A Survivor’s Story

Erika Fabian’s first memory is of violent banging on the door of her family’s apartment in Budapest, Hungary, at 4 a.m. Nazi soldiers yelled through a loudspeaker for everyone in the building to come downstairs. Fabian, her mother and her sister stayed silent and didn’t move.

The knocking continued. Then, slowly, it stopped.

Four years old at the time, Fabian escaped that morning because a neighbor told the soldiers her family had already left. It, like the many close escapes in the years to follow, was a mix of luck and intuition — all of which taught her how to adapt and survive.

But Fabian’s life is about more than survival. After living through the Holocaust and multiple revolutions in Hungary, she would become a writer, director, dancer, actress, playwright and world-traveling photographer. Despite the circumstances she faced in her youth, she has always thrived.

Erika FabianFabian visited William & Mary for a series of talks earlier in February, made possible by donors who have contributed to the Arts & Sciences Annual Fund, Department of English, Reves Center and Judaic Studies Program. In addition, Professor of English Henry Hart arranged, coordinated and hosted her while she visited. Fabian focused on her experience surviving the Holocaust in a lecture at the Shenkman Jewish Center, which was established because of the generosity of Mark Shenkman HON ’15, P ’03 and Rosalind Shenkman P ’03.

At the lecture, an audience of nearly 150 sat or stood in the full atrium as Fabian narrated her early life — from her multiple attempted escapes from Hungary to finally arriving in the United States, where her globetrotting career would begin.

Fabian focused on how she made a life without what might seem like the necessary ingredients. And having written almost two dozen books, worked for National Geographic as a photographer and traveled the world from Prague to Peru, she certainly made a life for herself.

“It wasn't always easy, but I always had a fabulous time doing what I did,” she says.

William & Mary Hillel Director Rabbi Gershon Litt, who introduced Fabian at the Shenkman Jewish Center, says her visit came at an important time as anti-Semitism rises worldwide. This generation may be the last that can hear directly from Holocaust survivors, and her story of resilience, he thinks, encourages students to approach the world with a greater sense of hope.

“We live in a really great, accepting, diverse community with people who really care about the people around them,” he says. “The support for her visit is a sign from everyone on campus that we’re with you, we’re here, we’re a William & Mary family.”

For describing events so solemn, Fabian remained surprisingly calm while relating her early experiences in Hungary. As members of the crowd gasped, she continued without stopping.

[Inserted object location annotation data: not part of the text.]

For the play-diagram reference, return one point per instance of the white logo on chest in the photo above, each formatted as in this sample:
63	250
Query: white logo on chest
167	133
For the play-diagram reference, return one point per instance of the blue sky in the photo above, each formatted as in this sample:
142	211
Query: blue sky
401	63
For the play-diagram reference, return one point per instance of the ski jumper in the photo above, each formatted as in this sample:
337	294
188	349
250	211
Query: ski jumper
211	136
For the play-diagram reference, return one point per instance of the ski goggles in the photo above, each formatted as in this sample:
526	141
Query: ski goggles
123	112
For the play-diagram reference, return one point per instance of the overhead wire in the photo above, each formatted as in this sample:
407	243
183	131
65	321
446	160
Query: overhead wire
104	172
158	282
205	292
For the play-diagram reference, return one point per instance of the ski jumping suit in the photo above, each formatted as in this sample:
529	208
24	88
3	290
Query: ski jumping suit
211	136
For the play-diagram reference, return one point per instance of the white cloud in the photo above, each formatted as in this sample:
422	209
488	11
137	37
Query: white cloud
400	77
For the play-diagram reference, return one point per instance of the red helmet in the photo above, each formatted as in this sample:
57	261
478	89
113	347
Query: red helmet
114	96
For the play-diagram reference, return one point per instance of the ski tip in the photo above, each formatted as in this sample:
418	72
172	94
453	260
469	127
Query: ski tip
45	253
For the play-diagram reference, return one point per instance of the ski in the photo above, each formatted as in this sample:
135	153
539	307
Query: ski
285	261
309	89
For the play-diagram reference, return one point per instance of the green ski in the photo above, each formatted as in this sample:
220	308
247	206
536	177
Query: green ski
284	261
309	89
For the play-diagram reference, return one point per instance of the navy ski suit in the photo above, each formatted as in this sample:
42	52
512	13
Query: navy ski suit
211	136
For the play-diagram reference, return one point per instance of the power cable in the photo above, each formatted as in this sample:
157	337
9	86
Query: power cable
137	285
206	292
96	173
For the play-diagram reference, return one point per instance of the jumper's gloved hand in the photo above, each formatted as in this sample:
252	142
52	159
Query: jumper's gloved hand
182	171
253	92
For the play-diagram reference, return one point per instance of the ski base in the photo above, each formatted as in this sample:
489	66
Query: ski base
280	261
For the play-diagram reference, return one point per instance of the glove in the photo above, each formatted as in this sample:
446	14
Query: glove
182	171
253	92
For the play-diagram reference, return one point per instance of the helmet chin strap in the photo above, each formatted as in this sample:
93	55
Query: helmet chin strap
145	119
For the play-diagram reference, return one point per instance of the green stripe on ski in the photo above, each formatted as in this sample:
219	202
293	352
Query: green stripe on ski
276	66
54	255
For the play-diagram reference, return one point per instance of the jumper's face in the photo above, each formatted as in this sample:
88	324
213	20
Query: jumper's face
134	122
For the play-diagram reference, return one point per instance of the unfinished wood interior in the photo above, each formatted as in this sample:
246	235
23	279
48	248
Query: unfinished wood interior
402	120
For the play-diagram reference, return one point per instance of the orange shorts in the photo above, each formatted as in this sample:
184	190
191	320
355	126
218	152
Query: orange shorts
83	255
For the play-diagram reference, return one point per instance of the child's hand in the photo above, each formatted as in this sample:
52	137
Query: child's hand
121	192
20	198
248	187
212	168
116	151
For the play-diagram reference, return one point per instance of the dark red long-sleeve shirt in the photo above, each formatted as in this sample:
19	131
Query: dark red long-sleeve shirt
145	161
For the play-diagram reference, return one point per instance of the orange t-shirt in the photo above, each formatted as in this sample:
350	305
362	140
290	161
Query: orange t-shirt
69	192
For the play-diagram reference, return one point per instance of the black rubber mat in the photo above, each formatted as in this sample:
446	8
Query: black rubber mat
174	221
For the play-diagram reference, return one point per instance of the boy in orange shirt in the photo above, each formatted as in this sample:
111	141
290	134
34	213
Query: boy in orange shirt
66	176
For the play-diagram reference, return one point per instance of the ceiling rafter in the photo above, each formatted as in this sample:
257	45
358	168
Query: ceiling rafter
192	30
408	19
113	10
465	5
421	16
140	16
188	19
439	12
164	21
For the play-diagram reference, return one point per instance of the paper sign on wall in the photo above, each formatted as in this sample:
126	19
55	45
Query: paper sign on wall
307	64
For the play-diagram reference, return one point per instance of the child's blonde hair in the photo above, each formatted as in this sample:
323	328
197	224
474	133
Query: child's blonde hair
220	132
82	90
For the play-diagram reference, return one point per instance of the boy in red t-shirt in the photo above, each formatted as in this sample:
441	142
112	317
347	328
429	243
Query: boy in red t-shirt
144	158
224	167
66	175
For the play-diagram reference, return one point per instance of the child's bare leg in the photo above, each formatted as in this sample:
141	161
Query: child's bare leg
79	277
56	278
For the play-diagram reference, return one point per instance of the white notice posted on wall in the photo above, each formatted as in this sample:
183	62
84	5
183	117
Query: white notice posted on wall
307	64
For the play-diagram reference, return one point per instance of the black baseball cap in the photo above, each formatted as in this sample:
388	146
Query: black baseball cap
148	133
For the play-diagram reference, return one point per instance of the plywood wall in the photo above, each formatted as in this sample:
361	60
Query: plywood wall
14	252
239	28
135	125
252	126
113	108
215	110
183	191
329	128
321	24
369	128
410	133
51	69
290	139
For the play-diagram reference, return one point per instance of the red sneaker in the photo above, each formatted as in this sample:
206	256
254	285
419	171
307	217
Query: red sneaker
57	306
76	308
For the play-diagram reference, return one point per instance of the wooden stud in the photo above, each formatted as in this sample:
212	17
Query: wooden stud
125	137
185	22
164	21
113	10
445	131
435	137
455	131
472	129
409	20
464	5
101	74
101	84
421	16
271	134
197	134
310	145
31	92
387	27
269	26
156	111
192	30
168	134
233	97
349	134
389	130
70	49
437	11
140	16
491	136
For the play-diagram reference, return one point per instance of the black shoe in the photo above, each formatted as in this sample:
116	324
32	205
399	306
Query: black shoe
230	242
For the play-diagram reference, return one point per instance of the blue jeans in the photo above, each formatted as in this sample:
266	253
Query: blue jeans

But telling those memories is painful, Fabian admits. Her father was taken by the Nazis when she was 3 or 4 years old, and she never saw him again. She spent much of her childhood hiding or on the run. She’s been shot at by border guards, separated from her mother and sister in a detention center and hidden with family in the basement of an apartment building as bombs shook the streets above.

Fabian, her mother and her sister survived the war, but then came Soviet occupation and the advent of communism. Hungary’s subsequent revolution and counter-revolution further shook the country, before she and her family were able to emigrate to the United States.

There, she learned English, went to college, and began a career in theater — despite her mother’s pleading that she become a doctor, or at least marry one. Fabian would later branch out into writing, photography, dancing and directing while traveling with her husband around the world.

“I always said yes, and then went ahead and did exactly what I wanted to do,” she says, encouraging students to pursue careers that make them happy as well.

The humanity of her story, says Rabbi Litt, increases its impact. For people who may have only learned about the Holocaust in a textbook, hearing directly from a survivor is different, he says — particularly one who speaks with such strength and energy.

“Everyone’s heard the slogan ‘Never forget,’ but it takes action to make that happen,” he says. “What’s something that I hear from this story, and how does it change me? That’s how you remember the Holocaust.”

For David Chernys ’22, president of William & Mary Hillel, who helped organize Fabian’s talk at the Shenkman Jewish Center, her visit will encourage that kind of change. Even having heard Holocaust survivors speak in person before, Chernys says he was impressed both by the event’s attendance and by Fabian’s ability to bring something so seemingly distant into the present.

Everyone there, he says, left with a better appreciation for what survivors endured and a clear picture of resilience in the face of those hardships.

“Her story didn’t end after the Holocaust ended,” says Mr. Chernys. “It really shows not only what something like that can take but also what something like that can give you.”